The public at her performances goes through the process of testing the temporal effects of architectural articulation where the artist explicitly uses her body as a tool in the service of architecture. This experience encourages the audience to function together to debate the language of performance. Her performance that took place in 2008 in the city of Krems called 6teen Stitches, where she manifests her critique of historically as well as socially defined female stereotypes, is the construction and deconstruction of femininity. The question of how a live-performance creates and influences social relations and space plays an important part in this. After the live-performance, the video loops continue to exist in the form of an installation in the festival venue. This and other earlier performances of Roberta Lima reexamined feminism through architecture, illustrating and honoring circus freak-show performances from the past, where the perfect concentration and a domination of body and space were major elements.

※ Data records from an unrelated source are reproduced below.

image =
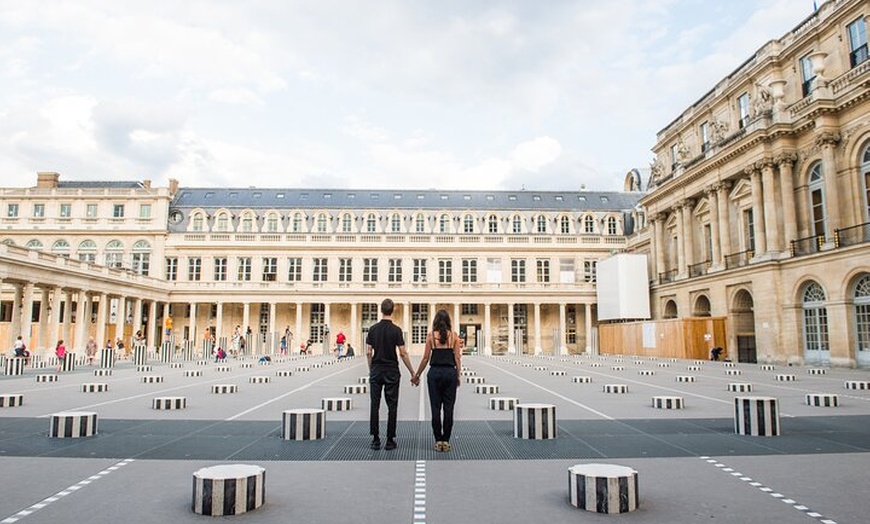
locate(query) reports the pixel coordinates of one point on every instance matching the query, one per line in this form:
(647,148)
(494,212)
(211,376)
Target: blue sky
(548,95)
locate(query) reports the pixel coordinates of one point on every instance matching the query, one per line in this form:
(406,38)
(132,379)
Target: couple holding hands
(443,355)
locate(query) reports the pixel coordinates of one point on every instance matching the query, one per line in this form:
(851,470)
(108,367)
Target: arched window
(60,248)
(115,254)
(816,184)
(861,300)
(87,251)
(444,223)
(142,257)
(34,244)
(815,321)
(222,224)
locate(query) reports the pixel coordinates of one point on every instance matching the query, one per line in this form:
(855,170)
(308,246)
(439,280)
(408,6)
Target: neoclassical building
(516,269)
(759,200)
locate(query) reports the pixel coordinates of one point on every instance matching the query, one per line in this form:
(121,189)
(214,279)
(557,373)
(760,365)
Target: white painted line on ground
(57,496)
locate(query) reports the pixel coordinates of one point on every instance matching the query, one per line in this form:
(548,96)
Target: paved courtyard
(692,467)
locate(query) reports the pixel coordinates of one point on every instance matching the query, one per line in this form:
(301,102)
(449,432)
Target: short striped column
(603,488)
(535,421)
(11,400)
(336,404)
(230,489)
(503,403)
(73,424)
(667,402)
(107,358)
(14,366)
(823,400)
(140,355)
(303,424)
(169,403)
(756,416)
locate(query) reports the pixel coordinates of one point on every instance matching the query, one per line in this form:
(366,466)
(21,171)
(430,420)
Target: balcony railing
(738,259)
(807,246)
(851,236)
(699,269)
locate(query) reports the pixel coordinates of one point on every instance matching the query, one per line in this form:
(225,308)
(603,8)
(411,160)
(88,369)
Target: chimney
(47,179)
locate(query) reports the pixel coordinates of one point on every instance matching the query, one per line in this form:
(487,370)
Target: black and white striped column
(303,424)
(230,489)
(603,488)
(73,424)
(535,421)
(756,416)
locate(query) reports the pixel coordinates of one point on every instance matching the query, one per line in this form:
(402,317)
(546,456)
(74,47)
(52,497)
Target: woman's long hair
(441,325)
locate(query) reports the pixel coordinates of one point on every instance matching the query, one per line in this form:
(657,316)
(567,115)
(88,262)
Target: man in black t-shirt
(381,343)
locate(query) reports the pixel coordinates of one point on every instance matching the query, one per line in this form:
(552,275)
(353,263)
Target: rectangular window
(270,269)
(807,75)
(171,269)
(518,270)
(345,270)
(858,42)
(370,270)
(469,270)
(220,269)
(543,270)
(743,109)
(419,270)
(294,269)
(244,269)
(319,271)
(445,271)
(194,269)
(419,323)
(590,271)
(395,270)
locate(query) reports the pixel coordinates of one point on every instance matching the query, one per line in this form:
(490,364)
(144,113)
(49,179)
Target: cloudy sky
(476,94)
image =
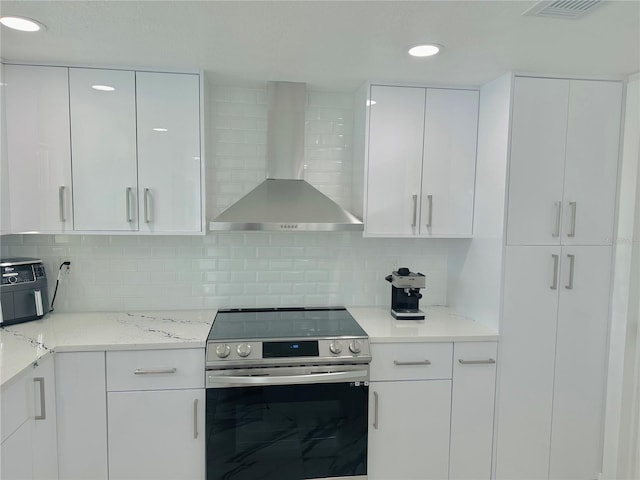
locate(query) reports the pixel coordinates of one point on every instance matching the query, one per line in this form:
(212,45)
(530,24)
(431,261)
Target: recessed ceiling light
(425,50)
(103,88)
(21,23)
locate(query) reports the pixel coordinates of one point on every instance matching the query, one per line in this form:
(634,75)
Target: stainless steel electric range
(287,395)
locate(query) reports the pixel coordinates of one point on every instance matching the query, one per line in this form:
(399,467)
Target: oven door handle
(332,377)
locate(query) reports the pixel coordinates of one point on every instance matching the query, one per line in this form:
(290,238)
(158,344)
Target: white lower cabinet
(82,415)
(553,362)
(409,431)
(29,448)
(472,410)
(16,459)
(156,411)
(431,410)
(156,435)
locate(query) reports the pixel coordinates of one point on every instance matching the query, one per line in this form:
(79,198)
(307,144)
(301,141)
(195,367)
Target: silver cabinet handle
(556,259)
(415,209)
(488,361)
(146,206)
(195,419)
(375,410)
(572,262)
(37,294)
(573,206)
(61,203)
(156,371)
(556,232)
(404,364)
(43,410)
(128,197)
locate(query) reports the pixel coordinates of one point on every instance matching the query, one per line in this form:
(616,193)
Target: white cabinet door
(157,435)
(581,363)
(38,148)
(396,129)
(527,359)
(538,139)
(409,430)
(82,415)
(591,168)
(103,145)
(472,407)
(449,162)
(16,456)
(169,165)
(45,438)
(5,211)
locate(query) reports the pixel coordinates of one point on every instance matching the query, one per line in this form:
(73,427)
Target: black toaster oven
(23,291)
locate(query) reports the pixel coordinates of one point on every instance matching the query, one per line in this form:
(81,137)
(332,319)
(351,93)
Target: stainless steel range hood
(284,201)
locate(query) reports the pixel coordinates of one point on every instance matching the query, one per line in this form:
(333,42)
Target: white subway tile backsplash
(243,269)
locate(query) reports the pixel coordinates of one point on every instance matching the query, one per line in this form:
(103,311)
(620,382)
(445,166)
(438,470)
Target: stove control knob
(223,350)
(335,347)
(244,350)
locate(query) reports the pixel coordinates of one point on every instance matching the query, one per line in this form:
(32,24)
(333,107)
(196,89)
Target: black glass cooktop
(284,323)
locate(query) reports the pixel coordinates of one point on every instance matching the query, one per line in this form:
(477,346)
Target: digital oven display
(307,348)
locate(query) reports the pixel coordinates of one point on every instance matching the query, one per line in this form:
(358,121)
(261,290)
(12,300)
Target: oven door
(287,423)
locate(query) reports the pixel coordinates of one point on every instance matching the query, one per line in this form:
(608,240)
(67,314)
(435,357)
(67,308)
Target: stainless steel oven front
(287,423)
(287,409)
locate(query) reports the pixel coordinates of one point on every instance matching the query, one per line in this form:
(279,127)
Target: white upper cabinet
(564,160)
(169,165)
(103,145)
(420,168)
(591,166)
(449,162)
(396,129)
(5,212)
(38,148)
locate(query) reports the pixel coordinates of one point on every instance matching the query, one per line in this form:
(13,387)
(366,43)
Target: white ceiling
(335,45)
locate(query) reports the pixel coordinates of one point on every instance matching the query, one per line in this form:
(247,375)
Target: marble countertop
(23,344)
(441,324)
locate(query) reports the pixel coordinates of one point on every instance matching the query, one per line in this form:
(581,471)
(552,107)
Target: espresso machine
(405,294)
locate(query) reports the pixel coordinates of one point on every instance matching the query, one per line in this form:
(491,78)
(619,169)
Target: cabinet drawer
(411,361)
(17,400)
(155,369)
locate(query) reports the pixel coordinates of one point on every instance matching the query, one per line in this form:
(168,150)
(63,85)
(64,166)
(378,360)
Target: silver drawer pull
(43,402)
(404,364)
(157,371)
(415,209)
(488,361)
(375,410)
(61,203)
(573,206)
(556,232)
(195,419)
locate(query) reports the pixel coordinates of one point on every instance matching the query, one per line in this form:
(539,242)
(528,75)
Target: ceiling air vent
(563,8)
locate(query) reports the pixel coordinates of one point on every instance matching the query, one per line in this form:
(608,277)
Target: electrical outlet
(66,269)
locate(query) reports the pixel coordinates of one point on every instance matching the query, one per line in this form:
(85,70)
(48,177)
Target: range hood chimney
(284,201)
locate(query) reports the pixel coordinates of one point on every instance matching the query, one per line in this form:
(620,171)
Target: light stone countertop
(441,324)
(23,344)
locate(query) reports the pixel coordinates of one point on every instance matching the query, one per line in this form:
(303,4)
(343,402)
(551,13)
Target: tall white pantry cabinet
(562,191)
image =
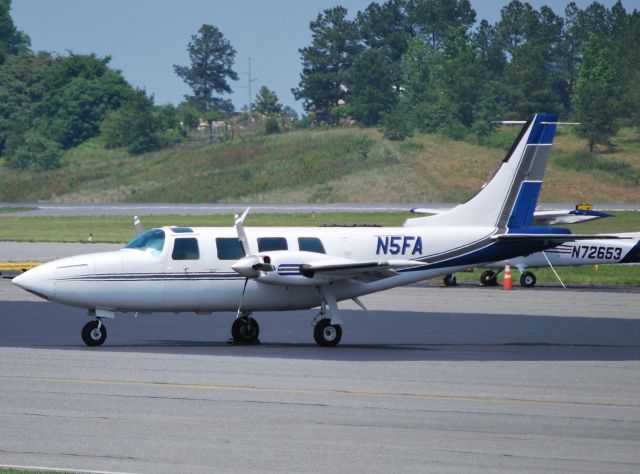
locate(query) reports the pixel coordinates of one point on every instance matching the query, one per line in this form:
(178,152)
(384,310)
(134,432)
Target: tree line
(428,65)
(403,65)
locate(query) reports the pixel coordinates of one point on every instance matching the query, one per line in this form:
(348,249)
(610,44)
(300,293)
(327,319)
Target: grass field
(119,229)
(324,165)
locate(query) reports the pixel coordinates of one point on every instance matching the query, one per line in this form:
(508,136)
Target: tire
(450,280)
(327,334)
(245,330)
(527,280)
(92,336)
(488,278)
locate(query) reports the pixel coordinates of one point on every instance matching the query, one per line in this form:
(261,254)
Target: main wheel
(450,280)
(92,335)
(327,334)
(245,330)
(488,278)
(528,279)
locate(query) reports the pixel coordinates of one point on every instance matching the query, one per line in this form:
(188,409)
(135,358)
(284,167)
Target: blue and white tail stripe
(510,197)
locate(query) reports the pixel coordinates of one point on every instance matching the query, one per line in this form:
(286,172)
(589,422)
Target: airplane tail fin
(509,198)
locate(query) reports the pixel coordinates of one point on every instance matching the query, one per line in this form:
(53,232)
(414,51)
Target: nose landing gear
(94,333)
(245,329)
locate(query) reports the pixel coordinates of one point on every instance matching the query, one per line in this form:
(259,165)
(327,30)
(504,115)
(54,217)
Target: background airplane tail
(509,198)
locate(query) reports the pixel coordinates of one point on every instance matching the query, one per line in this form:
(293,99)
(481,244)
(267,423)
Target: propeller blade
(242,236)
(263,267)
(138,225)
(244,288)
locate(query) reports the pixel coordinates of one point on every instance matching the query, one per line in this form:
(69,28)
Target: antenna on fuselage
(242,236)
(138,225)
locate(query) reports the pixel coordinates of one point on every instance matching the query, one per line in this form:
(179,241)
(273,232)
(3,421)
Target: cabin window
(269,244)
(229,249)
(185,249)
(151,239)
(310,244)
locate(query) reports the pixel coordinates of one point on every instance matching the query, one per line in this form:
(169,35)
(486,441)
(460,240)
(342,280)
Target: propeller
(249,266)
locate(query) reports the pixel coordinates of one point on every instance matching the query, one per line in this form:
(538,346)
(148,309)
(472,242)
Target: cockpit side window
(310,244)
(185,249)
(149,240)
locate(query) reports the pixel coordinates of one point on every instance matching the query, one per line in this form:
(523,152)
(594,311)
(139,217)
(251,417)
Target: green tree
(212,58)
(267,102)
(334,46)
(23,88)
(432,19)
(371,92)
(83,90)
(385,28)
(396,124)
(12,41)
(36,152)
(190,117)
(133,126)
(595,100)
(271,125)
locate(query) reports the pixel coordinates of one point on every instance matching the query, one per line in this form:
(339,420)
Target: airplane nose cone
(39,281)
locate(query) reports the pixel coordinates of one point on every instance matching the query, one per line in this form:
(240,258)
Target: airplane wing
(542,217)
(567,216)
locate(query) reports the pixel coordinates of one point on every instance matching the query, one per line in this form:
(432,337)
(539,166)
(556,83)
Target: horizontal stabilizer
(559,238)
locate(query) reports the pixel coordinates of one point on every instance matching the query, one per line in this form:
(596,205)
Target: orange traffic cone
(507,283)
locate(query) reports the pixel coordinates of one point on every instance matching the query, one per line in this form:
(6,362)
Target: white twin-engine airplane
(202,270)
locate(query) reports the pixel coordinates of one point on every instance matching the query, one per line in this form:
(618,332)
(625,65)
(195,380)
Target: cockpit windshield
(150,240)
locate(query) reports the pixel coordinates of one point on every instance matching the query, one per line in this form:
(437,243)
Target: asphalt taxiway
(429,380)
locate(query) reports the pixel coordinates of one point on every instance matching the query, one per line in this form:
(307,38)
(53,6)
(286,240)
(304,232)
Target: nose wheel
(327,334)
(245,330)
(94,333)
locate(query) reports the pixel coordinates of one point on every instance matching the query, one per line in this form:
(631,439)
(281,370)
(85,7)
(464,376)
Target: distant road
(53,209)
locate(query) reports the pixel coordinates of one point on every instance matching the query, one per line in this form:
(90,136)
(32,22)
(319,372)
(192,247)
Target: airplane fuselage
(191,270)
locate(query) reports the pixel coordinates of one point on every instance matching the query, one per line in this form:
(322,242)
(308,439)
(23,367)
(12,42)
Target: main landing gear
(327,334)
(327,330)
(94,333)
(449,280)
(245,330)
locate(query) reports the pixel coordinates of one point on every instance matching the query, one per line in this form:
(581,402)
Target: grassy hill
(337,165)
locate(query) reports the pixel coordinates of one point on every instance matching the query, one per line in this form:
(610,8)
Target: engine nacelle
(284,267)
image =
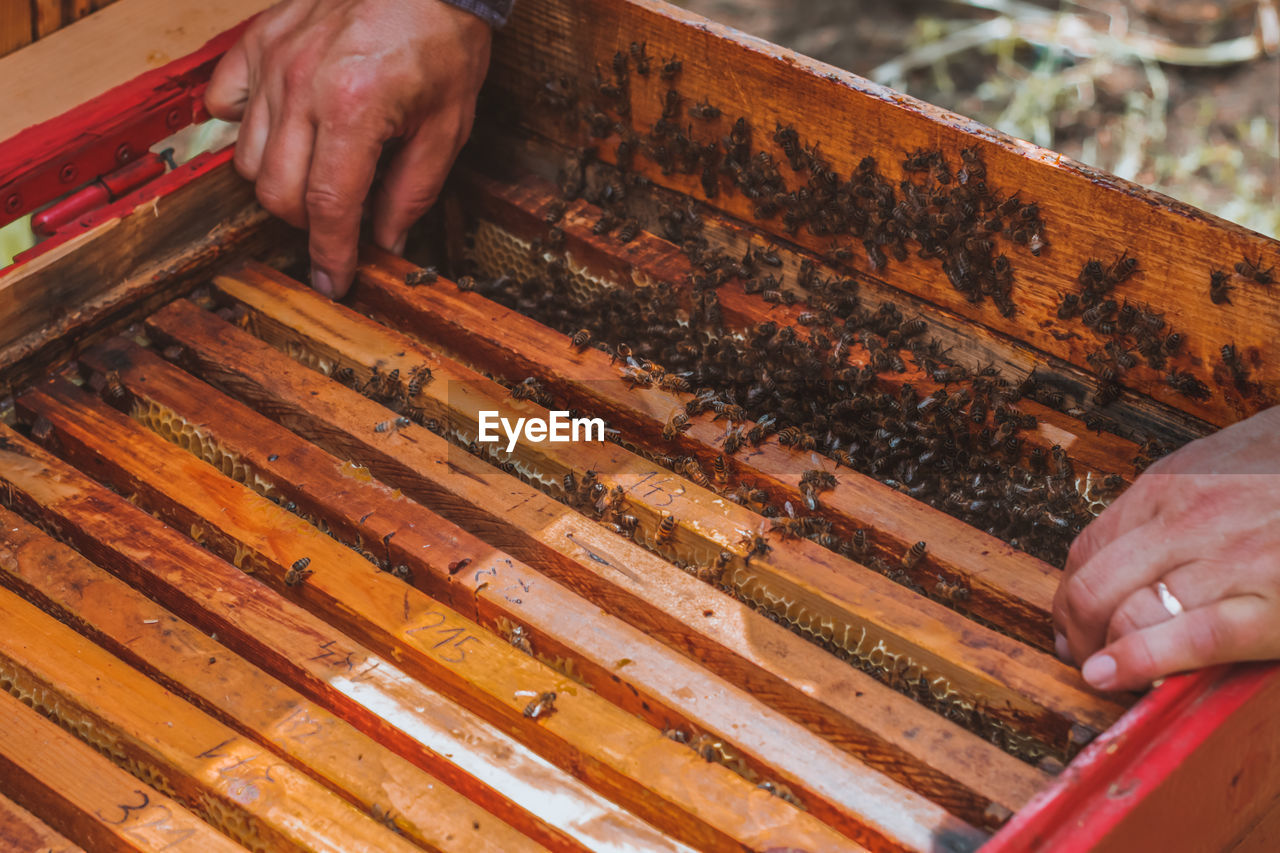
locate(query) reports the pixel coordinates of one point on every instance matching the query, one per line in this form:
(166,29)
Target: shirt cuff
(492,12)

“Displacement” has many interesting components. Roberta Lima marries elements from “The Burial” (Foundation),”The Fall” (Rupture, partial exposure) and “The Excavation” (search explore). In doing so, Lima is exploring with boundaries of feminism again particularly when considered in light of Dolores Haydenʼs perspective on the architecture of gender. According to Hayden, the predominant architecture is for two-earner families, which Lima represents in “The Burial” (Foundation). The single parent family (Hayden), Lima represents as The Fall (partial exposure). Hayden terms architecture for the single people what Lima represents as “The Excavation” (search for and exploration of the self). She is suggesting architecture of bold communications.“Displacement” contains the spy camera in the concrete block. The spy camera is an omnipresent component in Limaʼs performance. It is replacement for what we call “Plan” in architecture.
“If the plan is clear you can see where to go” In her recent projects, Lima attached the spy camera to her body and connected it to visual mediums through cables. The cables limited her movements, yet they linked her body to the space. The spy camera enables this connection by mapping and registering the traces left by her actions. For the performance at White Box, Lima “displaces” the spy camera by installing the camera on another surface: inside the concrete cube. If at the start her body is still connected to it (when she carries, holds the cube), during the fall, the spy camera will travel the various plans of the space and will gradually take a distance to Lima’s body.
The performances of Roberta Lima can create a healthy controversy. The idea of the process is present in the different stages of her work. Space, time, and body have been put in a fragile situation. She is creating a conceptual meeting of the architectural implications in the critical social and gender issues of our era.